When Roland Lavantureux took on the domaine there were only five hectares of vines. Previous generations had been farming different crops, where wine was only part of their activity. But since Roland Lavantureux was interested in wine he set out to extend the surface area under vines. Luckily it was a time when land was easy to come by. During the 1980s he planted a total of 15 hectares of vines.

The five hectares of Petit Chablis of the domaine are right next to the winery in Lignorelles. Unlike most other Petit Chablis this is on the slope, not on the flatter areas which is more common.

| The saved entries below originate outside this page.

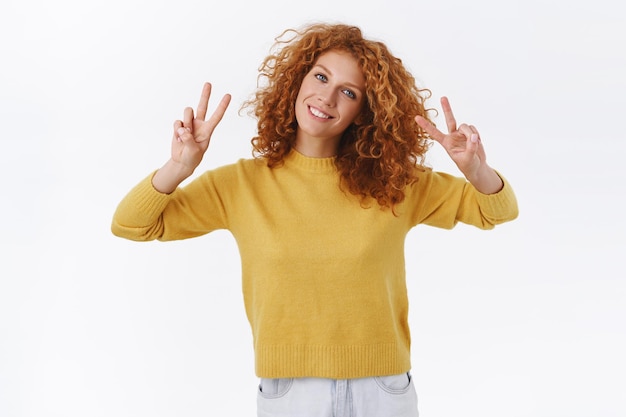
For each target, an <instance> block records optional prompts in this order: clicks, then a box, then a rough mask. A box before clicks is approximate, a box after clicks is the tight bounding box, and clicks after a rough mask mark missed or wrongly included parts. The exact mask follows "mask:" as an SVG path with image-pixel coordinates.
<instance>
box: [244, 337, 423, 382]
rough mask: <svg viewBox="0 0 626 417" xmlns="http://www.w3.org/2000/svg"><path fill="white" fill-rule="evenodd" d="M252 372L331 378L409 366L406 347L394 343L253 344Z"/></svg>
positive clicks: (340, 378) (351, 376)
mask: <svg viewBox="0 0 626 417" xmlns="http://www.w3.org/2000/svg"><path fill="white" fill-rule="evenodd" d="M255 356H256V373H257V376H259V377H261V378H299V377H316V378H332V379H351V378H364V377H369V376H381V375H395V374H400V373H403V372H407V371H409V370H410V369H411V361H410V353H409V351H408V349H399V348H398V346H397V345H396V344H378V345H364V346H303V345H296V346H293V345H290V346H263V347H257V349H256V351H255Z"/></svg>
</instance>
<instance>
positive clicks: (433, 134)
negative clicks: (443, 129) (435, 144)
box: [415, 116, 445, 142]
mask: <svg viewBox="0 0 626 417" xmlns="http://www.w3.org/2000/svg"><path fill="white" fill-rule="evenodd" d="M415 122H417V124H418V126H419V127H421V128H422V129H423V130H424V131H425V132H426V133H427V134H428V136H429V137H430V138H432V139H434V140H436V141H437V142H441V141H442V140H443V138H444V136H445V135H444V134H443V132H441V131H440V130H439V129H437V128H436V127H435V125H434V124H432V123H431V122H430V121H428V120H426V119H425V118H424V117H422V116H415Z"/></svg>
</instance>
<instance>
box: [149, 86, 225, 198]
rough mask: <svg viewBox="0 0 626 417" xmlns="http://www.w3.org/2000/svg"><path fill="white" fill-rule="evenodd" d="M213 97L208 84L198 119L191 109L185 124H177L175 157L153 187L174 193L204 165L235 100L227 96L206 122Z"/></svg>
mask: <svg viewBox="0 0 626 417" xmlns="http://www.w3.org/2000/svg"><path fill="white" fill-rule="evenodd" d="M210 97H211V84H210V83H205V84H204V87H203V88H202V95H201V96H200V103H199V104H198V108H197V109H196V114H195V116H194V111H193V109H192V108H191V107H187V108H185V111H184V113H183V120H176V121H175V122H174V135H173V137H172V151H171V152H172V156H171V158H170V160H169V161H167V162H166V163H165V165H163V167H162V168H161V169H159V170H158V171H157V172H156V174H154V176H153V177H152V185H153V186H154V188H155V189H156V190H157V191H160V192H162V193H165V194H169V193H171V192H172V191H174V190H175V189H176V187H178V185H179V184H180V183H181V182H183V181H184V180H185V179H186V178H187V177H189V176H190V175H191V174H192V173H193V171H194V170H195V169H196V168H197V167H198V165H200V162H201V161H202V157H203V156H204V153H205V152H206V150H207V148H208V147H209V142H210V141H211V135H212V134H213V131H214V130H215V128H216V127H217V125H218V124H219V122H220V121H221V120H222V117H223V116H224V113H225V112H226V109H227V108H228V105H229V104H230V99H231V96H230V94H226V95H224V97H222V100H221V101H220V102H219V104H218V105H217V108H216V109H215V112H213V114H212V115H211V117H210V118H209V119H208V120H205V118H206V113H207V109H208V107H209V98H210Z"/></svg>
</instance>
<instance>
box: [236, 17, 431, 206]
mask: <svg viewBox="0 0 626 417" xmlns="http://www.w3.org/2000/svg"><path fill="white" fill-rule="evenodd" d="M275 40H276V43H275V44H274V47H273V49H272V52H271V53H270V55H269V56H267V57H266V58H265V60H264V61H263V63H262V64H261V66H260V68H259V88H258V89H257V91H256V93H255V95H254V98H253V99H251V100H249V101H248V102H246V103H245V104H244V107H246V106H250V107H252V111H251V113H252V114H253V115H254V116H255V117H256V118H257V120H258V123H257V129H258V136H255V137H254V138H252V141H251V142H252V146H253V151H254V155H255V156H256V157H265V158H266V159H267V161H268V165H269V166H270V167H274V166H278V165H280V164H281V163H282V161H283V159H284V158H285V156H286V155H287V154H288V153H289V152H290V151H291V149H292V148H293V146H294V143H295V138H296V130H297V121H296V115H295V106H294V103H295V102H296V97H297V95H298V91H299V88H300V84H301V83H302V80H303V78H304V76H305V75H306V74H307V73H308V72H309V71H310V70H311V68H312V67H313V66H314V65H315V62H316V61H317V59H318V58H319V56H320V55H322V54H323V53H325V52H327V51H330V50H338V51H345V52H348V53H350V54H351V55H352V56H353V57H354V58H355V59H356V60H357V61H358V63H359V65H360V67H361V69H362V71H363V74H364V76H365V80H366V102H365V105H364V106H363V110H362V113H361V115H360V116H359V117H357V119H356V120H355V122H354V123H353V124H352V125H351V126H350V127H349V128H348V129H347V130H346V131H345V132H344V134H343V136H342V138H341V140H340V142H339V147H338V149H337V156H336V158H335V164H336V166H337V169H338V171H339V173H340V175H341V179H342V184H343V185H344V186H345V187H346V188H347V189H348V191H349V192H351V193H352V194H354V195H357V196H360V197H361V199H362V201H364V200H365V199H367V198H368V197H371V198H373V199H375V200H376V201H377V202H378V204H379V205H380V206H381V207H389V208H391V209H393V208H394V206H395V205H396V204H398V203H400V202H402V201H403V200H404V188H405V187H406V186H407V185H408V184H411V183H413V182H414V181H416V175H417V173H416V168H421V167H423V162H424V155H425V153H426V151H427V149H428V147H429V142H428V140H427V139H428V137H427V134H426V133H425V132H424V131H423V130H422V129H421V128H420V127H419V126H418V125H417V123H416V122H415V119H414V118H415V116H416V115H420V116H423V117H425V118H427V119H429V117H428V114H427V112H428V111H427V109H425V107H424V102H425V100H426V99H427V98H429V97H430V91H429V90H428V89H419V88H417V86H416V82H415V78H414V77H413V76H412V75H411V74H410V73H409V71H408V70H407V69H406V68H405V67H404V65H403V64H402V61H401V60H400V59H399V58H396V57H395V56H393V55H392V54H391V52H390V51H389V49H388V48H387V47H386V46H385V44H383V43H381V42H377V41H371V40H367V39H365V38H364V37H363V35H362V33H361V30H360V29H359V28H358V27H355V26H348V25H343V24H335V25H331V24H314V25H311V26H308V27H305V28H304V29H302V30H300V31H298V30H294V29H288V30H286V31H285V32H283V33H282V34H281V35H280V36H279V37H277V38H276V39H275ZM262 81H264V85H261V82H262Z"/></svg>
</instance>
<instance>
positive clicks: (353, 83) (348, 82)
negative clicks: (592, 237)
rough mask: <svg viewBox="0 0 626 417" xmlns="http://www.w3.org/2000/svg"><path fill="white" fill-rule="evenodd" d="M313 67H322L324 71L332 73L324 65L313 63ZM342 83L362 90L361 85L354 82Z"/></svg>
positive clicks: (331, 73)
mask: <svg viewBox="0 0 626 417" xmlns="http://www.w3.org/2000/svg"><path fill="white" fill-rule="evenodd" d="M315 67H320V68H321V69H323V70H324V71H326V72H327V73H329V74H330V75H332V74H333V72H332V71H331V70H329V69H328V68H326V67H325V66H323V65H322V64H315V66H314V67H313V68H315ZM343 84H345V85H346V86H348V87H352V88H354V89H355V90H359V91H361V92H363V89H362V88H361V87H359V86H358V85H356V84H354V83H351V82H344V83H343Z"/></svg>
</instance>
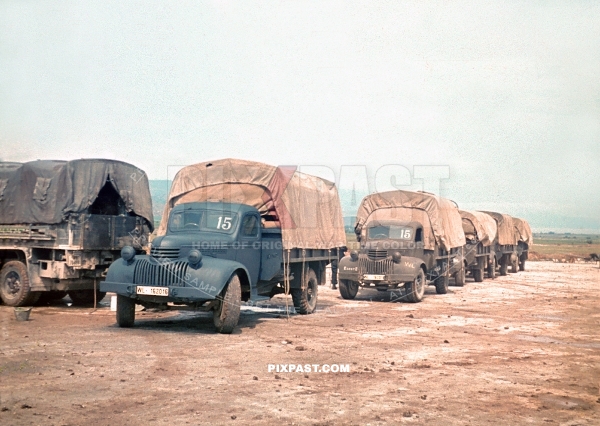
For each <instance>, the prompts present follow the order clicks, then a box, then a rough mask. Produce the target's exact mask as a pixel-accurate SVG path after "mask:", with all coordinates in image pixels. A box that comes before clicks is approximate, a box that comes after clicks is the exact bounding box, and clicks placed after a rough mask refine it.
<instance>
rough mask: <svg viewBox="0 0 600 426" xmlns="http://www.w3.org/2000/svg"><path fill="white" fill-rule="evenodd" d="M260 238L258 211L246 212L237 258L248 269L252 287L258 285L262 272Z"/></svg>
mask: <svg viewBox="0 0 600 426" xmlns="http://www.w3.org/2000/svg"><path fill="white" fill-rule="evenodd" d="M260 239H261V236H260V217H259V216H258V214H256V213H247V214H245V215H244V217H242V222H241V225H240V232H239V238H238V248H237V253H236V260H237V261H238V262H240V263H241V264H242V265H244V266H245V267H246V269H248V273H249V274H250V283H251V285H252V287H255V286H256V282H257V281H258V275H259V273H260V255H261V244H260Z"/></svg>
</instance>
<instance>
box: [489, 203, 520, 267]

David and Arnaud Lavantureux at Domaine Roland Lavantureux in Lignorelles.– Thanks to this we get a Petit Chablis which has more richness, says David Lavantureux. The soil contains much clay, which brings freshness and fruit. That’s why we don’t use barrels for this wine. It’s more interesting to balance the fruit with the freshness in stainless steel.

Once you move up to the village appellation Chablis there is more limestone in the soil. At Domaine Roland Lavantureux there are three different wines at this level – a straight Chablis, the old vines cuvée and the Vauprin.

– Our old vines Chablis comes from the last parcel planted by our grandfather, says David Lavantureux. The vines are 60 years old. Thanks you low yields we get a very good concentration.

You will find the Vauprin vines at the top of the slope in Lignorelles. This makes it one of the highest Chablis vineyards. It is facing straight south and the average age of the vines is 35 years. At tastings they prefer to present this wine after their Chablis premier cru Fourchaume.

Chablis vinyards in Lignorelles, Burgundy.– This exposure makes Vauprin quite a powerful Chablis, says David Lavantureux. The soil there always brings salty finish to the wine. There a well-balanced power to it. For us this is a parcel which could be classified higher than village appellation.

– The soil is a mix of clay and limestone, says Arnaud Lavantureux. It’s Kimmeridgien sub-soil. Since it’s on the slope it’s not particularly deep.

Across the river Serein, on the opposite slope you’ll find Fourchaume. This is one of the wines they buy as juice and have been doing so since 2010.

– Fourchaume is facing west, says David Lavantureux. It is between the river and the forest, so there is always more humidity there. It’s a delicate and elegant wine.Vauprin is much more powerful.

One of the more recent acquisitions at Domaine Roland Lavantureux is the Chablis premier cru Vau de Vey in Beine. The first vintage was in 2016. Both the grand crus of the domaine – Vaudésir and Bougros are bought in as juice. Like for the Fourchaume they buy from the same grower every year.

– Vaudésir consists of two parts, says David Lavantureux. You have one part facing north and one part facing south, which is also steeper. Our wine comes from the latter, so it’s quite powerful.

Going back to the domaine of Lucien Beau, their maternal grandfather, now. The 2019 harvest saw their first try in Épineuil. They harvested 0.4 ha of pinot noir, producing 350 litres of Bourgogne Épineuil. In 2021 they are looking at harvesting the whole four hectares of what used to be Domaine des Noisetiers. In addition to this there is also another four hectares not yet planted. One hectare of Bourgogne Épineuil and three hectares of the white Bourgogne Tonnerre. All will be sold under the Domaine Roland Lavantureux label.